In auto racing, legendary status is usually reserved for drivers, and a very few team owners. Los Angeles-area native Miller was only briefly a driver or team owner. Yet such were his accomplishments over four decades that racing insiders from all forms of the sport acknowledge that he was indeed a legend. A racing renaissance man, Miller excelled as a driver, team manager, team owner, engine builder, and an engine and chassis designer.

With a degree in political science from UCLA, Miller was well equipped for motor racing's politics, but he was equally adept as a self-taught engineer. Miller served an apprenticeship of sorts with Bruce Meyers, originator of the off-road Meyers Manx, which began the dune buggy craze. In 1967, Miller was part of the Meyers team that produced a vehicle for Ed Pearlman, a San Fernando Valley florist, to attempt a record on the end-to-end Baja trek. Miller, fluent in both Spanish and the dirt trails of Baja, was drafted to drive journalist John Lawlor, who provided press coverage.

The record did not fall, but the attempt led Vic Hickey, a General Motors R&D engineer, to hire Miller to develop a Baja race truck. When GM later passed on the project, Hickey convinced speed equipment baron George Hurst to underwrite the project, which became the Baja Brute. Miller and Al Knapp drove the Brute in the first Mexican 1000 in October, 1967, but dropped out with a broken suspension.

The experience led Miller to conclude that an anti-Brute -- a lightweight, single-seat buggy -- was the solution to Baja's challenge. In a rented garage, he designed and assembled his first car and modified the VW-based engine. His $2,500 creation took 2nd place in 1968's Mint 400, Mexican 1000 and Baja 500.

The following year, Drino set up shop with partner Stanford Havens, where they created the Baja Bug, a cut-down, hopped-up version of a Volkswagen Beetle. While selling parts and modifying Beetles, Miller evolved his single-seat race car. He returned to Baja with it in 1970, co-driving with Vic Wilson. They dominated that year's Mexican 1000, winning in just over 16 hours, by a margin of over an hour, and beating the previous record by more than 11 hours. Collectively, those accomplishments earned him entry to the Off-Road Hall of Fame in 1978, its inaugural year, along with Meyers, Pearlman and Hickey.

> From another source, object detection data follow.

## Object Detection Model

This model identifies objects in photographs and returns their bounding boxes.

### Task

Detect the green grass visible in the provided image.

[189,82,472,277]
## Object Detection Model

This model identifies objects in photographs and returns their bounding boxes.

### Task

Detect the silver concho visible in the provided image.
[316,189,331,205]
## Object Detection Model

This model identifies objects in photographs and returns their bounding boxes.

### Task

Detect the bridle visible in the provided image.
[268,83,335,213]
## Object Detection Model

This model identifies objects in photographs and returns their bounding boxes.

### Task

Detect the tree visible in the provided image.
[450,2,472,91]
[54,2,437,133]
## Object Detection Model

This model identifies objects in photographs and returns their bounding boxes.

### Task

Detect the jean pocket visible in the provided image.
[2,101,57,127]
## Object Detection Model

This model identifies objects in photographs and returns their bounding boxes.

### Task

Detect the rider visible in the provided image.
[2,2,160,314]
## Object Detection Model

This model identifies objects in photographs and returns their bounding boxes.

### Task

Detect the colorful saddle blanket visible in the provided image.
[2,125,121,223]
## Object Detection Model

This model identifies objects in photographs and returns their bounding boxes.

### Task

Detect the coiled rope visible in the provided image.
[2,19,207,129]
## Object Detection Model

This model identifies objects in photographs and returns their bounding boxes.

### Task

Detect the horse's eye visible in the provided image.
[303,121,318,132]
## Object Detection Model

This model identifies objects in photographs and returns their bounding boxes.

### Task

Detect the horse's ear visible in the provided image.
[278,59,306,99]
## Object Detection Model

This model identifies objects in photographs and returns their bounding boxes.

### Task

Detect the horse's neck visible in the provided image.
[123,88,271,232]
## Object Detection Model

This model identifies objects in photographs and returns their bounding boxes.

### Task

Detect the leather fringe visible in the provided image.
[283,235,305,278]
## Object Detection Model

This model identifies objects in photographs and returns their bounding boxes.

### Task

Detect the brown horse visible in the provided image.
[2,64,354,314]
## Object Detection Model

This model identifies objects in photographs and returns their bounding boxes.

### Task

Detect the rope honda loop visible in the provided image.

As sole proprietor of Drino Miller Enterprises, he continued to build off-road vehicles and engines, gradually expanding into engine and chassis development work for midgets and sports-racing cars.

In 1974, Miller partnered with Eddie Riddle to field a midget with fellow off-road racer Roger Mears at the wheel. It was a steep learning curve for all, though Miller's engines were already respected in the sport. While the car was fast, more often than not, the team's races ended abruptly with Mears crashing out. Running the team alone in 1975, Miller put Danny McKnight in the car and focused primarily on West Coast events, which they dominated for three years, winning the United States Racing Club championship in '77.

In 1978 and '79, Miller set his sights on the national USAC midget series, with Sleepy Tripp replacing McKnight. They won a handful of races each year, and were always competitive, but Tripp was handed a 30-day suspension by USAC for fighting in the pits in '79, which eliminated the team from championship contention.

Miller graduated to the Indianapolis 500 in 1982 as crew chief for the Whittington Brothers. The effort resulted in second- and third-row starts for, respectively, brothers Bill and Don. Less was achieved in '83, and in Drino worked with the Interscope team and driver Danny Ongais in 1984, as team manager and crew chief. Ongais started the 500 from the middle of row 4 and finished 9th.

In 1985, Miller closed up shop, and began a five-year stint with Porsche racing specialist Andial. Over the years, Drino was involved as an engineer with the legendary Porsche 962, the racing version of the street 944, and eventually the 935, a racing version of the German marque's 911.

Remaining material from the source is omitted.